Comment situer l’œuvre de René Guénon ?

Avant que ne parût l’œuvre de René Guénon, un auteur d’ouvrages de nature Spirituelle, quel qu’obscure que pût être sa pensée, était en général facile à classer. S’il s’en tenait à la théorie, il devait être théologien, philosophe ou historien, et s’il traitait de la réalisation, il devait s’agir d’un guide spirituel où d’un contemplatif relatant ses expériences intérieures. Or, l’éminent écrivain dont nous déplorons la mort n’était pas théologien, car il ne parlait pas au nom d’une tradition déterminée, ni philosophe, puisqu’il n’exposait pas un système, mais des données traditionnelles, ni pour autant un historien des doctrines métaphysiques et religieuses, ses ouvrages étant une synthèse au sens propre du mot, et reflétant une perspective que leur auteur avait faite sienne. II ne rentre pas davantage dans la seconde catégorie ; ses livres, en effet, ne contiennent pas la moindre allusion à sa vie intérieure, et il a d’ailleurs toujours décliné catégoriquement le titre de maitre spirituel.
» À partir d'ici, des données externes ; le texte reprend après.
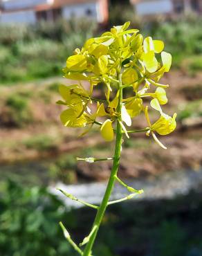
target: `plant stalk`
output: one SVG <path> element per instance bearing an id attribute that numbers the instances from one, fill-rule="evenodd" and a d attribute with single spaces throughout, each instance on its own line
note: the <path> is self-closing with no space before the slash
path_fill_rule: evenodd
<path id="1" fill-rule="evenodd" d="M 121 108 L 122 108 L 122 88 L 121 74 L 119 74 L 118 78 L 119 78 L 120 92 L 119 92 L 117 112 L 120 113 L 120 116 L 118 118 L 119 118 L 119 120 L 121 121 L 120 113 L 121 113 Z M 97 214 L 95 216 L 95 221 L 94 221 L 91 230 L 93 230 L 95 228 L 95 227 L 96 227 L 96 228 L 94 229 L 94 232 L 92 233 L 92 235 L 91 235 L 91 237 L 89 238 L 89 241 L 84 248 L 83 256 L 90 256 L 91 254 L 91 250 L 92 250 L 95 239 L 96 238 L 99 227 L 100 226 L 104 214 L 107 207 L 108 202 L 109 201 L 109 198 L 110 198 L 112 190 L 114 186 L 114 183 L 116 181 L 116 174 L 117 174 L 118 167 L 119 167 L 120 157 L 120 152 L 121 152 L 122 136 L 122 127 L 120 124 L 120 122 L 118 122 L 118 120 L 117 125 L 116 125 L 116 139 L 115 152 L 114 152 L 113 162 L 111 176 L 110 176 L 104 196 L 103 197 L 102 201 L 97 212 Z"/>

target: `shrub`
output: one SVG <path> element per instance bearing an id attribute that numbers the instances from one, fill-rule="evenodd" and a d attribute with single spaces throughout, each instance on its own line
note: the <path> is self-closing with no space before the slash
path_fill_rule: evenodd
<path id="1" fill-rule="evenodd" d="M 0 254 L 16 256 L 74 255 L 57 226 L 74 223 L 62 201 L 47 190 L 10 181 L 0 197 Z"/>
<path id="2" fill-rule="evenodd" d="M 24 95 L 15 93 L 8 97 L 6 111 L 1 123 L 6 126 L 21 127 L 33 120 L 28 100 Z"/>

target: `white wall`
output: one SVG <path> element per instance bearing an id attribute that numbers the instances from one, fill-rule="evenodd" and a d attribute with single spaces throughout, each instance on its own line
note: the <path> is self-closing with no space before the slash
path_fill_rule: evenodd
<path id="1" fill-rule="evenodd" d="M 100 15 L 98 12 L 100 9 L 98 8 L 97 3 L 86 3 L 82 4 L 75 4 L 71 6 L 66 6 L 62 8 L 62 16 L 65 19 L 70 19 L 72 17 L 88 17 L 99 21 Z M 87 15 L 87 11 L 91 11 L 91 15 Z"/>
<path id="2" fill-rule="evenodd" d="M 136 5 L 136 12 L 140 15 L 169 13 L 172 8 L 172 0 L 150 0 Z"/>
<path id="3" fill-rule="evenodd" d="M 32 10 L 4 12 L 0 15 L 0 22 L 33 24 L 36 22 L 35 13 Z"/>
<path id="4" fill-rule="evenodd" d="M 46 3 L 48 0 L 8 0 L 3 1 L 3 7 L 5 10 L 21 9 L 31 8 L 37 4 Z"/>

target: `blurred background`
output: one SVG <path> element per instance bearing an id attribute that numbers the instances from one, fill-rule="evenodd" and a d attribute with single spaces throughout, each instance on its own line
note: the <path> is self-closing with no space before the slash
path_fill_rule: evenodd
<path id="1" fill-rule="evenodd" d="M 57 86 L 71 83 L 62 68 L 74 48 L 129 20 L 172 54 L 161 82 L 170 84 L 165 113 L 177 112 L 178 126 L 160 138 L 167 151 L 145 134 L 124 143 L 119 176 L 145 193 L 109 208 L 94 253 L 202 255 L 201 0 L 0 1 L 1 255 L 75 255 L 59 221 L 77 242 L 88 234 L 95 212 L 55 188 L 98 203 L 111 163 L 76 157 L 111 156 L 113 143 L 95 129 L 77 138 L 80 131 L 63 127 Z M 127 194 L 116 185 L 113 198 Z"/>

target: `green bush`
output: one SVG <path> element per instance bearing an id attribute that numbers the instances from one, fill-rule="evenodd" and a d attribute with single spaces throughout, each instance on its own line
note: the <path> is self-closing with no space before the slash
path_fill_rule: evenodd
<path id="1" fill-rule="evenodd" d="M 24 140 L 23 143 L 28 149 L 45 151 L 55 149 L 58 141 L 48 135 L 40 134 Z"/>
<path id="2" fill-rule="evenodd" d="M 75 255 L 58 222 L 71 227 L 73 215 L 46 189 L 6 184 L 0 196 L 0 255 Z"/>
<path id="3" fill-rule="evenodd" d="M 14 93 L 8 97 L 5 105 L 6 109 L 1 118 L 3 125 L 22 127 L 33 120 L 28 99 L 26 95 Z"/>
<path id="4" fill-rule="evenodd" d="M 177 116 L 179 121 L 192 117 L 202 116 L 202 100 L 198 100 L 188 102 L 181 105 L 179 109 Z"/>
<path id="5" fill-rule="evenodd" d="M 95 29 L 88 20 L 74 19 L 32 26 L 1 25 L 1 82 L 61 75 L 66 56 L 91 37 Z"/>

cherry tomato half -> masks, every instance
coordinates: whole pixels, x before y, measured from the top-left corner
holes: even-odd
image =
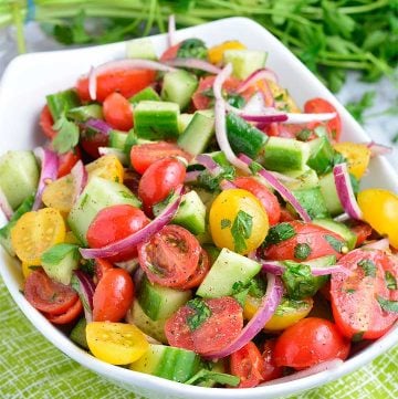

Ainsi, l’un des caractères propres de cette œuvre est précisément d’être inclassable. Elle ne rentre pas dans les perspectives classiques, mais elle inclut ces dernières pourtant plus encore peut-être qu’elle ne les exclut. Retenant ce que chacune a de plus central et de plus métaphysique, elle commence en quelque sorte là où elles s’achèvent et se rejoignent. Ainsi, pour prendre un exemple, ce que René Guénon entend par connaissance ne correspond pas à ce que ce mot désigne dans lesdites perspectives, même pas au sens que lui donnait la scolastique, mais plutôt à ce que le moyen âge chrétien appelait le « don de sagesse », le mot « don », qui se réfère au Saint-Esprit, répondant à l’origine non-humaine et au caractère universel que Guénon assigne à la connaissance, et le mot de « sagesse », qui consiste à juger par « les plus hautes causes » en vertu d’une certaine « connaturalité » avec elles {S. Thomas}, traduisant le fait que la connaissance métaphysique est inséparable d’une certaine réalisation correspondante. Un autre exemple est l’idée même de tradition, par quoi René Guénon entend, non pas les traditions comme telles, mais un corps de vérités principielle, tant les traditions dérivent comme d’une racine commune et dont la forme primordiale échappe à toute investigation historique.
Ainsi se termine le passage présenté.